We weren’t yet giving scores when I reviewed Gears 2 for The Escapist, but if we had been, I probably would have given that game an 8, or the equivalent. I was impressed by the renewed attention to detail as well as the fact that Epic had clearly been listening to criticism of the first game. Gears 2 was better than the first game in almost every sense, even if it was still very much Gears. Still very much bro-tastic, bombastic, fist-bumping, balls-to-the-wall, high-octane machismo masquerading as drama. If I’d been playing it for my own enjoyment, I wouldn’t have stuck it out to the very end, but setting aside my own perspective, I could identify what made it a fun time for others.
So what of Gears 3? I will not be playing the game long enough to feel good about giving it a review score and, besides, that’s not my job for the moment. So I can afford the luxury of having a personal opinion unrelated to the larger issue of whether or not it’s a good game irrespective of whether or not I like it. I do not like it. At all. The end.
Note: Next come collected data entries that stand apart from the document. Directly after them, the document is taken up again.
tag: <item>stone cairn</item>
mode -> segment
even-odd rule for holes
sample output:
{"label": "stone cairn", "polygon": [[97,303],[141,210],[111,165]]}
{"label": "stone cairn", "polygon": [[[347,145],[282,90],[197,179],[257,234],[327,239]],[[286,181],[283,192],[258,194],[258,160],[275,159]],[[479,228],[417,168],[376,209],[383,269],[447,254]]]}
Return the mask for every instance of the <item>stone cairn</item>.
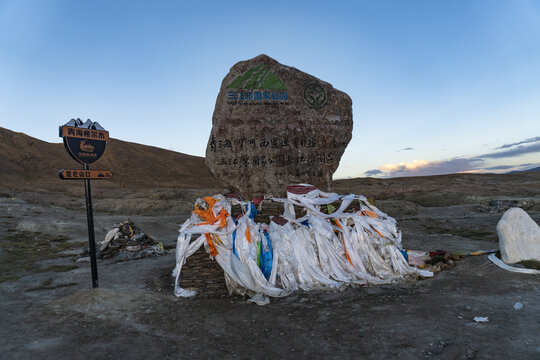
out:
{"label": "stone cairn", "polygon": [[98,259],[118,257],[130,260],[167,253],[159,241],[145,234],[129,220],[114,225],[114,228],[105,235],[105,239],[97,245]]}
And yet, I can see how it is probably still a good game. Based on my own experiences with the previous installments and from reading the reviews, I can see how Gears 3 could be an 8, or maybe a 9. Probably not a 10, though, and here’s why: I love shooters, but hate Gears.
“Wait, wait, wait!” you may be saying. “Doesn’t that contradict your point about setting aside your own perspective?” No, I would answer. It does not.
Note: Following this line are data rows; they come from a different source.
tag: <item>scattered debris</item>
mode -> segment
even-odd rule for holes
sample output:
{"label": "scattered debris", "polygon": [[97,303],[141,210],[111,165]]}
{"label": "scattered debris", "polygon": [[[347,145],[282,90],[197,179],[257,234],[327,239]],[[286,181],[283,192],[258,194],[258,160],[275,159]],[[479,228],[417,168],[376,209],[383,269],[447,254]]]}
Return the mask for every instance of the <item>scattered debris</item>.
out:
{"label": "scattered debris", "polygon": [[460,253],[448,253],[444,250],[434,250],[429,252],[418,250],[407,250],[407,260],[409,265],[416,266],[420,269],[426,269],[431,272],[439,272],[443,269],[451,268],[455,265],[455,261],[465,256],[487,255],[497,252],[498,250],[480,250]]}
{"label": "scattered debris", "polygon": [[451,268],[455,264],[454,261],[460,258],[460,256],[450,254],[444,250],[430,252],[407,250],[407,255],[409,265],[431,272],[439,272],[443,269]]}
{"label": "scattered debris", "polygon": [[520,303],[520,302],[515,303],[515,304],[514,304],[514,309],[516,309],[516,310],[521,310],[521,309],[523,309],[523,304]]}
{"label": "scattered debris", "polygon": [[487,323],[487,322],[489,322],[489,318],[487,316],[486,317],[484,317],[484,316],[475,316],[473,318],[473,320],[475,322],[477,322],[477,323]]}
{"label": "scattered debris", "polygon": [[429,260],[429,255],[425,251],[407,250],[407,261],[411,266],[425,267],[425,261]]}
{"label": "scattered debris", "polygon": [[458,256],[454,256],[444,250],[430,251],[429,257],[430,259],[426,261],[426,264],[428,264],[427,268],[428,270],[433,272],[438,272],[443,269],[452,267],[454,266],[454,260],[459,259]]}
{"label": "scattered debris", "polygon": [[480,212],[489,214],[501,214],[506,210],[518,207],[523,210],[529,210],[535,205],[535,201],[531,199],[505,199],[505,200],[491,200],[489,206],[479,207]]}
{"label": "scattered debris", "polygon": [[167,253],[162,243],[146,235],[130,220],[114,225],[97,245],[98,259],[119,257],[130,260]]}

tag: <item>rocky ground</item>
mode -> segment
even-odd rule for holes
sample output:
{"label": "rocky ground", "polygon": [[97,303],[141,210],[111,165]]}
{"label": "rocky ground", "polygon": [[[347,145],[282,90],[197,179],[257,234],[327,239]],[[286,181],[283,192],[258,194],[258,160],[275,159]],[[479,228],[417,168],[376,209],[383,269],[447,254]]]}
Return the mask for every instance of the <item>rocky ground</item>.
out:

A reviewer can and should be able to set aside their own personal likes and dislikes in so far as evaluating the quality of a game, but at a certain point, a reviewer must also acknowledge that they are still a gamer – still part of the larger audience.
Games can’t be completely reviewed in a vacuum. We try, in order to fairly assess a game based on its own merits, but at some point in a review, the reviewer must address the question of whether or not fans of a game’s genre will also be fans of that game. Is it the best there is, in other words. And with some games you can also ask whether or not people who play games at all will enjoy it. If so, then that game is an easy 10, no question. Even if it isn’t quite perfect. Unfortunately, you can easily find a game that may be technically and perhaps even aesthetically perfect, but is nevertheless not approachable or desirable to certain fans of the genre. A game like Gears, for example. One that just flat out pisses some shooter fans off. Shooter fans like me.
If I’m reviewing Gears of War 3 (which I won’t be) I look at how well the game executes on its promise, how technically and aesthetically refined it is and start working my score from that point. From all that I have seen and heard, were I to agree with what’s been written about the game, that would get me to about an 8 or 9. And then I would ask myself if the game is universally appealing, and I would have to say that no, it isn’t.
The world of Gears is well-detailed and vividly imagined, but it is still a juvenile escapade. Its attempts at drama fall flat because the characters have no definition, and it takes itself far too seriously to ever allow for the kind of vulnerability that makes for a truly great heroic drama. Gears is the high school quarterback of games. All sound and fury at its peak, but quickly forgotten after it’s gone.
Gears of War 3 may be the best game Epic Games has ever made, but it is not the best game that has ever been made, nor even the best shooter. It’s not even the best shooter made this year. From my perspective, it’s a textbook 8 (or 9), and if Epic truly wants to start bringing home unanimous 10s, then they should stop bitching and moaning and actually listen to the criticism.